Judge Mira called Brandon a "callous and vicious and sociopath" who he claimed was a "danger to the community".   The Judge felt enough pressure from the LAPD that he had to go out of his way to explain that pressure from the LAPD had nothing to do with his decision.  The Judge did not feel sentencing an 18-year-old who had not killed anybody, who was only at the wrong place at the wrong time would "shock the conscience, and it does not offend common notions of dignity."

The Judge, who is up for reelection in 2000, has his own, unique "common notions of dignity."

Mira, an ex record producer, has established his own notoriety as Judge for celebrities like Tommy Lee, Robert Downey, Jr., and Charlie Sheen.  

According to an Associated Press release [4/7/98] Rocker Tommy Lee was accused of "kicking his wife several times as she held their baby son."  This was not the first time Lee faced battery charges.  Mira sentenced Lee to probation and ordered him to stay away from drugs and alcohol.
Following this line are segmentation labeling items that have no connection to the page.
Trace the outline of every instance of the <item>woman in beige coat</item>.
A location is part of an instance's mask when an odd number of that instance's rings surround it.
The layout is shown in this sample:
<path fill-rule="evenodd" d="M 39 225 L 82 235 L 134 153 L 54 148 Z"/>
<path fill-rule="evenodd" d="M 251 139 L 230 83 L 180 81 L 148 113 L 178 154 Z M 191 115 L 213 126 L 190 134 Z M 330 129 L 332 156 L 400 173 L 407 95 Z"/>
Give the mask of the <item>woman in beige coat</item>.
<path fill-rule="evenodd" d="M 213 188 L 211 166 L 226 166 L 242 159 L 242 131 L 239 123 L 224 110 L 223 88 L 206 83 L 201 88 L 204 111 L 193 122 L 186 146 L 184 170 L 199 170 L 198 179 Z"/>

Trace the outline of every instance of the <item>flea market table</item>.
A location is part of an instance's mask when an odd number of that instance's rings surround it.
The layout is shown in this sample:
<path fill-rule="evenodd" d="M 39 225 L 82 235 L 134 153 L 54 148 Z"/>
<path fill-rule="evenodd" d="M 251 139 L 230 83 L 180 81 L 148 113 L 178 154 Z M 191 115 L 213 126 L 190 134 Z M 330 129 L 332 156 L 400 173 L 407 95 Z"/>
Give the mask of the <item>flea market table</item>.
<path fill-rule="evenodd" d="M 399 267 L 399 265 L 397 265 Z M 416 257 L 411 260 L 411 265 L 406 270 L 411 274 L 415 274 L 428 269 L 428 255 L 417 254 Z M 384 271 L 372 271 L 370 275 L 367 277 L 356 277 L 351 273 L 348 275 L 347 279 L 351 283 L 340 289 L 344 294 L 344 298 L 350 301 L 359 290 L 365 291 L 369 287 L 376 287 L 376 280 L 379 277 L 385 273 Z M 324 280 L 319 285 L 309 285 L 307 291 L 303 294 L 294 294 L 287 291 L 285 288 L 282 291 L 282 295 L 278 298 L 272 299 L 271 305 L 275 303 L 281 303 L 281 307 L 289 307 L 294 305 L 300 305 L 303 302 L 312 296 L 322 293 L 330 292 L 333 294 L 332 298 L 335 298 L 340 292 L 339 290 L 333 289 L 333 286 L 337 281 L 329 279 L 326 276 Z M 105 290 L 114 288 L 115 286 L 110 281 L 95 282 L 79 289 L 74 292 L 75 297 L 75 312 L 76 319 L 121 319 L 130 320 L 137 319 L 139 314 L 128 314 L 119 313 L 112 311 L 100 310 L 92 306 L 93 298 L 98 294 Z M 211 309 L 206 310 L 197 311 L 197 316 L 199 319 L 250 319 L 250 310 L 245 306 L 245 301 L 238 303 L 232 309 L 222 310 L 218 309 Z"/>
The Judge himself knows something about alcohol.  In July 1992 Mira was arrested by the California Highway Patrol for drunk driving after running his yellow Nissan 300 ZX into a dirt embankment.  Fortunately no one was killed, but Mira did throw the legal system into a tizzy because his arrest occurred in the area in which Mira had jurisdiction.  Who knows?  Had it been the LAPD they might have recognized the Judge and quietly shepherded him home, garnering a few IOU's in the process.

According to the LOS ANGELES TIMES, Mira said, "I would never have driven the car if I felt I was impaired . . ."  The TIMES reported that according to the California Highway Patrol, Mira registered a 0.14% blood-alcohol level and the legal limit in California was 0.08%.  A Beverly Hills judge fined Mira $901 on the misdemeanor charge, and forbid him to drive except to work and an ordered alcohol rehab program for three months, according to the LOS ANGELES TIMES [7-22-92].  The Judge was on probation from 1992 to 1995.  Did this give LAPD some kind of clout over the judge or cloud the judge's judgment and impartiality?  Is this why then LAPD Police Chief Willie Williams sought to influence the judge?  Did the Judge have other run-ins with LAPD that were dealt with quietly and with "professional courtesy", thus creating an obligation?  There is no evidence to suggest his, but even without becoming a conspiracy theorist, one wonders.

The same judge who saw Brandon as a "callous and vicious sociopath" who was a "danger to society" was anything but a law-and-order judge when movie actor Robert Downey, Jr. paraded in and out of Mira's court room.  

What did "offend common notions of dignity" was when Mira finally did lock up Downey, and then ordered Los Angeles Sheriff Sherman Block to provide "limo" service for Downey so that he could continue filming a movie while he was supposed to be in jail.  According to UPI Mira allowed the Academy Award-nominated actor to leave his cell three times to work on a movie at Paramount Studios.

Mira's preferential treatment for Downey was too much for Los Angeles County Sheriff Sherman Block who got a state appeals court panel to overturn the Judge, requiring Downey to remain in his cell, the "celebrity cell" at LA County Jail used by OJ Simpson.  When Downey got in a fight with other inmates, according to the NY POST, this tender and caring Judge allowed his personal plastic surgeon to patch up the actor's face rather than allow the jailhouse doctor to stitch him up.

Downey was initially arrested in June 1996 after, according to AP, police stopped his speeding truck and found cocaine, crack, heroin and a pistol.  Mira finally lost patience with Downey in August 1999 - after three years of this! - and sentenced him to 3 years at Corcoran State Prison.  At Corcoran they don't let you out to do movies. 

Under the precedent set by the People vs. Dillon the judge had every opportunity to impose a lesser sentence on Brandon Hein.  He gave him the maximum.

So, you be the judge: judge the Judge.